Models Of Biological Pattern Formation

Monday, September 14, 1998 - 9:30am - 10:30am
Keller 3-180
Hans Meinhardt (Max-Planck-Institut für Entwicklungsbiologie (Developmental Biology))
The development of a higher organism is controlled by a complex network of biochemical reactions. We have developed models for different developmental situations. Many of these models have found meanwhile direct support by molecular-genetic experiments. By ON-LINE computer simulations it will be shown that the models describe many regulatory phenomena as they have been experimentally observed.
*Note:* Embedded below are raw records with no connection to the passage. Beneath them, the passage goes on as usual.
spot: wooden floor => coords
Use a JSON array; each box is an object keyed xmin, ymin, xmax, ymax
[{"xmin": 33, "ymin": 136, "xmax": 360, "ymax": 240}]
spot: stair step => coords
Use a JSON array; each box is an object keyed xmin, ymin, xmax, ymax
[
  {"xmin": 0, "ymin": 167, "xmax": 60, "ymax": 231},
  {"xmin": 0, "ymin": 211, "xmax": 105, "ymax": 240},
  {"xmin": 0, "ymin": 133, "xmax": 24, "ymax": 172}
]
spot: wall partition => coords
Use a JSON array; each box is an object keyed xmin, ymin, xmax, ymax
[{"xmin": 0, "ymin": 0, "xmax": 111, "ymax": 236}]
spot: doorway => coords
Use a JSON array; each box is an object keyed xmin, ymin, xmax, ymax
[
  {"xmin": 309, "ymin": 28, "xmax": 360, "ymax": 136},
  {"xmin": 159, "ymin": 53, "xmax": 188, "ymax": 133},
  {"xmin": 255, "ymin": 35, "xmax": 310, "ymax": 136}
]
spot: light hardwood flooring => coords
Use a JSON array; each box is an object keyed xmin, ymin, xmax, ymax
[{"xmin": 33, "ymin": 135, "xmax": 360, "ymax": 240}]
The following processes are proposed to play a key role: (i) Primary pattern formation is accomplished by autocatalysis and long range inhibition. Graded, periodic or stripe-like distributions can be generated. (ii) Cells obtain a stable state of differentiation by direct or indirect autoregulation of genes accompanied by a mutual competition among alternative genes. In this way, only one of several alternative genes can remain active within a particular cell. The robustness of development is proposed to result from the self-regulating generation of pattern (i) combined with the self-regulating response of the cells toward these signals. (iii) By mutual long range stabilization of cell states, a controlled neighbourhood of structures can be achieved. Insect segmentation is proposed to result by a cyclic mutual activation of such locally self-stabilizing cell states. (iv) Boundaries between regions generated by these mechanisms can obtain organizing properties for the finer subdivision of an organism. Substructures such as eyes, legs or wings are proposed to be initiated around the intersection of two borders. This mechanism accounts for the pair-wise initiation of these structures at the correct position and with the correct handedness. Pattern on the shells of tropical mollusks are especially instructive since they are generated by a one-dimensional pattern forming process and bear, in the second dimension, a complete historical record. Since they are free of functional constraints, nature could vary these patterns without endangering the species. These pattern show unusual behaviour, for instance, travelling waves that can penetrate each other without annihilation and waves that form spontaneously backwards running waves. By ON-LINE computer simulations it will be shown that the models account for these patterns in fine details.